The Columbia Basin Project (or CBP) in Central Washington, United States, is the irrigation network that the Grand Coulee Dam makes possible. It is the largest water reclamation project in the United States, supplying irrigation water to over 670,000 acres (2,700 km2) of the 1,100,000 acres (4,500 km2) large project area, all of which was originally intended to be supplied and is still classified as irrigable and open for the possible enlargement of the system. Water pumped from the Columbia River is carried over 331 miles (533 km) of main canals, stored in a number of reservoirs, then fed into 1,339 miles (2,155 km) of lateral irrigation canals, and out into 3,500 miles (5,600 km) of drains and wasteways. The Grand Coulee Dam, powerplant, and various other parts of the CBP are operated by the Bureau of Reclamation. There are three irrigation districts (the Quincy-Columbia Basin Irrigation District, the East Columbia Basin Irrigation District, and the South Columbia Basin Irrigation District) in the project area, which operate additional local facilities.

The U.S. Bureau of Reclamation was created 1902 to aid development of dry western states. Central Washington's Columbia Plateau was a prime candidate—a desert with fertile loess soil and the Columbia River passing through.
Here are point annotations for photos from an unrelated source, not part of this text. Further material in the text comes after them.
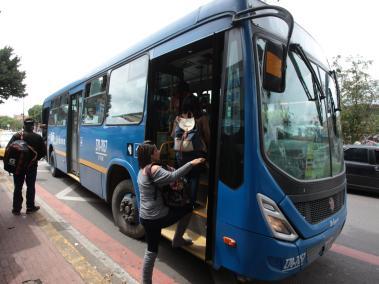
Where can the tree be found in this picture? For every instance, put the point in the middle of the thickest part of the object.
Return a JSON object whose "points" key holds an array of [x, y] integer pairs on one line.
{"points": [[11, 77], [11, 123], [36, 113], [359, 98]]}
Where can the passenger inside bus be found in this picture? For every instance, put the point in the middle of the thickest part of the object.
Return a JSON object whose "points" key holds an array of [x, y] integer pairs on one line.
{"points": [[91, 116], [191, 109]]}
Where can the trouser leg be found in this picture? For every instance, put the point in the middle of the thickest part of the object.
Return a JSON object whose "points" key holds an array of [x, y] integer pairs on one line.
{"points": [[148, 267], [153, 235], [31, 176], [18, 181], [194, 185]]}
Competing groups lobbied for different irrigation projects; a Spokane group wanted a 134 miles (216 km) gravity flow canal from Lake Pend Oreille while a Wenatchee group (further south) wanted a large dam on the Columbia River, which would pump water up to fill the nearby Grand Coulee, a formerly-dry canyon-like coulee.

After thirteen years of debate, President Franklin D. Roosevelt authorized the dam project with National Industrial Recovery Act money. (It was later specifically authorized by the Rivers and Harbors Act of 1935, and then reauthorized by the Columbia Basin Project Act of 1943 which put it under the Reclamation Project Act of 1939.) Construction of Grand Coulee Dam began in 1933 and was completed in 1942. Its main purpose of pumping water for irrigation was postponed during World War II in favor of electrical power generation that was used for the war effort. Additional hydroelectric generating capacity was added into the 1970s. The Columbia River reservoir behind the dam was named Franklin Delano Roosevelt Lake in honor of the president. The irrigation holding reservoir in Grand Coulee was named Banks Lake.